I have discovered that a number of people have a difficult
time with the concept of salvation, especially if it is to be understood as
Jesus dying on the cross for our sins in order to satisfy God’s wrath against
sin (someone’s got to pay for the penalty of sin?) or paying a ransom for
humanity being “kidnapped” by the power of sin and death. The problem with these understandings, it
seems, is that if God requires the death of his Son to bring about humanity’s
salvation, then God is violent and abusive God guilty of divine child
abuse.
The reason I am focusing upon the relationship between
salvation and missional is that the community, in which I serve, is exploring
the idea of salvation in the letter to the Hebrews. How do we understand the concepts of save and salvation, not as a “four-letter word,” but as life-giving and
integrated with God’s missional purpose of making all things new? How do we not read into the text but allow the
text to speak to us? In doing so, we are
able to hear the story of salvation in a different way.
One of our conversation partners in this exploration is J.
Denny Weaver’s work, The Nonviolent
Atonement, in which he portrays God as not being violent, nor requiring the
death of his Son for either satisfying God’s wrath, or as a ransom
payment. Weaver expresses a view of the
atonement which he names narrative
Christus Victor. Narrative Christus
Victor embraces not just the act of the cross in salvation, but embraces the
whole of Jesus’ life, ministry, death, and resurrection in coming to an understanding
of Jesus as the atonement – i.e., in Jesus we are restored to relationship with
God because Jesus came to bring life; Jesus did not come to die. (It is worth reading his book to get the
whole extent of Weaver’s compelling argument).

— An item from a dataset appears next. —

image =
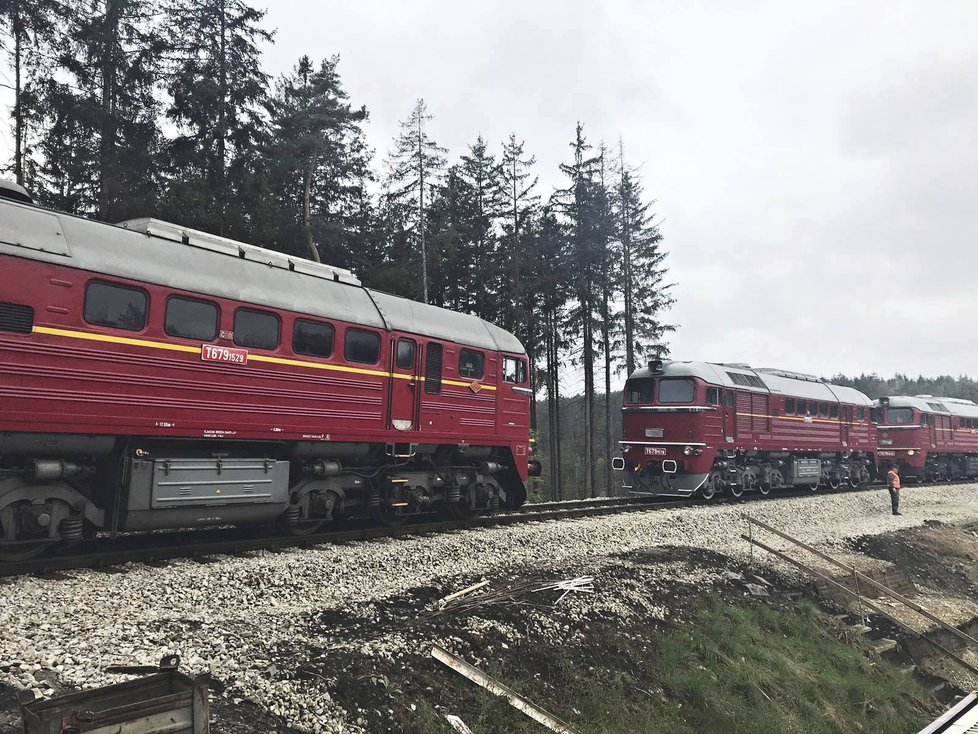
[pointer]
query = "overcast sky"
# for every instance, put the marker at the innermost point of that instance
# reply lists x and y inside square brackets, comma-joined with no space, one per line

The missional ramifications of salvation are important. If God is about making all things new, how
are we as humans being transformed in order to participate in the fullness of
God’s reign – how are we established as a new humanity, a new community in
which we live being sign, foretaste, and instrument of God’s present and coming
reign?
Salvation, it seems to me has more to do with transformation
than it has to do with whether there is a need to pay for the penalty of
sin. This paying the penalty for sin was
more Anselm’s idea in the 11th century, than it is a biblical
one. What Scripture tells us is that
while we were enemies of God, opposed to God, not aligned with God nor God’s
purposes giving allegiance to the non-reign of God, “Christ died for us”
(Romans 5:8).
The text in Romans expresses, “while were still sinners,
Christ died for us;” it does not say that “because we were sinners, Christ died
to pay the penalty for sin” – there is more to salvation than paying a “fine.” Paul in Romans describes that God’s love for
us involved Jesus confronting the principalities and powers that enslaved
humanity (cf. Romans 6 for a fuller explanation of this) and Jesus did this
with all of his life, through his whole life and ministry. Jesus’ ministry was explicitly one of
bringing life, of re-creating life in the hearts of humanity and within the
structures of human relationships. In
John’s Gospel Jesus declares that he has come to bring life and life
abundantly, whereas the thief comes to steal, kill and destroy (cf. John
10:10). Salvation, then, has more to do
with revealing and bringing the life, peace – the shalom – of God so that humanity
might be restored to relationship with God.
So, how does death enter the picture? Jesus in confronting the powers, rather than
using coercive or violent force to overcome the powers, takes the violence
meted out by the powers upon himself for the sake of humanity. And Jesus did this while we were still complicit
with the powers, giving our allegiance to the powers, being enemies of God, not
giving allegiance to God (which is a great definition of sin) – Christ suffered
the death and violence of the powers because of his love for us – “for
us.” Not only did his death on the cross
reveal the insidiousness of the powers and disarm the power of the powers by
making a spectacle of them, and so triumphing over them (cf. Colossians 2:15),
but especially through his resurrection it is revealed that death no longer,
will never, have power over life ever again.
In Jesus we are set free. In
identifying with Jesus we are set free from the power of sin, the power of
death. In Jesus, we are made new, we are
a new creation. In radically connecting
to Jesus, by believing Jesus, Jesus’ allegiance to God and God’s reign becomes our
allegiance. In Jesus, our allegiance is
no longer to the non-reign of God, but now we are set free and enabled to give
allegiance to God and God’s reign by the power of Jesus’ Spirit.
Jesus’ life and ministry, brings about salvation because it
disarms the principalities and powers which hold humanity captive. In Jesus, we are set free to embrace life and
be embraced by life, rather than death having any kind of lasting hold on us. Salvation through Jesus is all about restoring
us to the shalom of God – being in right relationship with God, with others,
and with ourselves. Indeed salvation is
at the core of God’s mission in making all things new because Jesus is at the
core of our becoming new, creation becoming new, all things becoming new.